Qualcomm CDMA Technologies, or QCT, remains “the growth engine of the company” according to Qualcomm president and CEO Cristiano Amon. The segment recorded annual fiscal ’22 revenues of $37.7 billion for company, up 39% year over year. QCT reported a record quarter with $9.9 billion and EBT margin of 34%, well above the midpoint of the company’s guidance. Handset revenues for the quarter were $6.6 billion, a 40% year-over-year increase. IoT revenues rose 24% year over year to total $1.9 billion for the quarter, the growth of which Palkhiwala attributes to the strong uptake of edge network and industrial IoT. 

Automotive revenues of $427 million grew 58% versus the year-ago quarter. “We have firmly established ourselves as a key strategic and technology partner for the automotive industry, and the Snapdragon Digital Chassis is now the preferred platform for next-generation vehicles,” said Amon, in prepared remarks. 

Qualcomm’s SVP and GM of Automotive Nakul Duggal told attendees of the recent Automotive Investor Day in New York City that the automotive industry was undergoing “massive change.” The Snapdragon Digital Chassis platform incorporates a comprehensive suite of capabilities aimed at a wide range of automotive manufacturer price tiers and geographies. It includes driver assistance, in-vehicle connectivity, virtual assistance and contextual safety features, car-to-cloud functionality, C-V2X functionality , and positioning tech.

Amon emphasized Qualcomm’s continued financial discipline as a means to weather the current economic uncertainty.

“We have already implemented a hiring freeze, and we have planned spending reductions across our mature product areas and [selling, general and administrative expenses] to fund our diversification.
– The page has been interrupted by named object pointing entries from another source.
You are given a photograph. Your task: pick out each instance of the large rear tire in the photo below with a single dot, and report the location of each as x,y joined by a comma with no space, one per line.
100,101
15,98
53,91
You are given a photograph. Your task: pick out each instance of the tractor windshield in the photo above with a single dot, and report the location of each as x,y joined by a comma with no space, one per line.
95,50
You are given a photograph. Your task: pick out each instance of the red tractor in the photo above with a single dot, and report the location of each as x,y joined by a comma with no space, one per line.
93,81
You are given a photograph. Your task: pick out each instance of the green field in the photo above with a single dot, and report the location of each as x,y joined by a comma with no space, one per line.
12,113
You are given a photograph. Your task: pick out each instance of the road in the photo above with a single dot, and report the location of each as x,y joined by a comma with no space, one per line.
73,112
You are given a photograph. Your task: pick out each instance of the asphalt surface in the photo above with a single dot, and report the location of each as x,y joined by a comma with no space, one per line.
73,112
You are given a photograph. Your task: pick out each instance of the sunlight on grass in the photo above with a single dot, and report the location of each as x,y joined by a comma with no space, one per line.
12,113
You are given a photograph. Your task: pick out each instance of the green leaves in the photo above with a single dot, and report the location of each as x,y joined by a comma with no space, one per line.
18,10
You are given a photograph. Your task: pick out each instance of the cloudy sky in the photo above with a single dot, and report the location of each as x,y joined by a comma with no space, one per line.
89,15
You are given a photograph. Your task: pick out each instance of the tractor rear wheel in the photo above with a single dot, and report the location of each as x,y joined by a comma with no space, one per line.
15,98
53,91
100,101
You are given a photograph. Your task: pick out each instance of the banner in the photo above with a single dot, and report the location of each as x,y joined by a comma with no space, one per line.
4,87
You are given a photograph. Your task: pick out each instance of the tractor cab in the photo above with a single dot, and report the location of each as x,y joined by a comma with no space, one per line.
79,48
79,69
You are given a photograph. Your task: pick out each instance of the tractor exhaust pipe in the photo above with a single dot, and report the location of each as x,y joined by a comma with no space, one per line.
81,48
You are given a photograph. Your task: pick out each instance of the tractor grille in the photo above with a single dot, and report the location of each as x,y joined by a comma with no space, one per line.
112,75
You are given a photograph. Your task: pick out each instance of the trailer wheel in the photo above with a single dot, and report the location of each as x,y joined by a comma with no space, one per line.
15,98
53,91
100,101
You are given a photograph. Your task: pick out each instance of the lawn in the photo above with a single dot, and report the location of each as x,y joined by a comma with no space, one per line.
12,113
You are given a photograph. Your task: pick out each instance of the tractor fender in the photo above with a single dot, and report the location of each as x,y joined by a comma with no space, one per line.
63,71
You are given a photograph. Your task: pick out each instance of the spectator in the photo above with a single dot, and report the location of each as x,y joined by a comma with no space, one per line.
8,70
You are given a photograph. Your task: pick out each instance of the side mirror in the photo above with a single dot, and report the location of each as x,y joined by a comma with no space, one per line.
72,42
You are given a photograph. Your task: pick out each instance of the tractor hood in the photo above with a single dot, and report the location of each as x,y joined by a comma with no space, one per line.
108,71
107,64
We are continuing to evaluate additional actions, and we are prepared and committed to making further reductions to operating expenses as needed. It is important to note that the current inventory drawdown is a cyclical adjustment that has no impact on the underlying growth and earnings power of the company in the long term,” said Amon.

The elevated channel inventory and other headwinds haven’t changed Qualcomm’s diversification focus, Amon emphasized. “We continue to execute our strategy of transforming Qualcomm from a wireless communications company for the mobile industry to a connected processor company for the intelligent edge,” he said.

Amon said the company is “in a strong position to manage the near-term headwinds,” adding that inventory issues were “a temporary cyclical inventory drawdown.”

Akash predicted future growth to be “driven by our strong design win pipeline for 5G and Wi-Fi 7 platforms across handsets, automotive, and IoT.” He also added that as far as its continued relationship with Apple is concerned, Qualcomm now anticipates to “have the vast majority of share of 5G modems for the 2023 iPhone launch, up from our previous 20% assumption.”